Here is a great point. Most TV stories are all about "surface". There are no underlying subtexts, themes, or storylines. The few, rare complex characters either create huge hits, or are swiftly canceled in favor of couch potato fare. The typical 1.5 hour cinema fare is the same.
Here is a great point. Most TV stories are all about "surface". There are no underlying subtexts, themes, or storylines. The few, rare complex characters either create huge hits, or are swiftly canceled in favor of couch potato fare. The typical 1.5 hour cinema fare is the same.
Agreed. Since Television is (mainly) funded by advertising and the rates that advertising brings, a great deal of research has gone into targeting the people most likely to be influenced by advertising as well as in understanding how to structure the scripts and timing of television programs in order to provide the maximal profit return to advertisers.

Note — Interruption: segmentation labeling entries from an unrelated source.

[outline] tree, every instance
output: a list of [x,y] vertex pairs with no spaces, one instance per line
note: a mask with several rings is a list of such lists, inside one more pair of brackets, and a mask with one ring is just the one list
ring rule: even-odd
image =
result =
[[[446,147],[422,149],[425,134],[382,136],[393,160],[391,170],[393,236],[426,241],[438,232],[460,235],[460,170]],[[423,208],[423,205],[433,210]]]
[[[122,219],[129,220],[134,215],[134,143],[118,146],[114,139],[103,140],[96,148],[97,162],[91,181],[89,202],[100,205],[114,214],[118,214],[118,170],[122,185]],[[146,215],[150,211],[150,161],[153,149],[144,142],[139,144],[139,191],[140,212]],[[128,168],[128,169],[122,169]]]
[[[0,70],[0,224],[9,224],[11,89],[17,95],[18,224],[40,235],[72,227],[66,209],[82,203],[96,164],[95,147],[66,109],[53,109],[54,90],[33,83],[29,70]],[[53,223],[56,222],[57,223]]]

Long ago, it was discovered that the the typical attention span of their targeted audience was just under 15 minutes and so not only are commercials scheduled at those intervals but scripts are written not only to break at those times but to provide an action or dialog 'hook' that keeps the targeted viewer from changing the channel as well as insuring that the subject matter and depth dealt with in that 12-15 minute interval is something that can be easily digested by someone with a 3rd grade education and remembered, to some degree, for another ten minutes until the commercials are over and the program resumes.
Just as airline films are not intended to enthrall or foster philosophical thought but to keep the passengers quiet, docile and noncomplaining during the flight, so also television programs are designed not to educate or to better the lives of a coherent, thoughtful person but merely to keep them in front of the advertising spots for as long as possible.
This makes a love of reading and a love of literature a seditious act in the eye of the advertiser.
I'm delighted to know that a multibillion dollar industry is thoroughly pissed off at me whenever I sit down and pick up a book :-).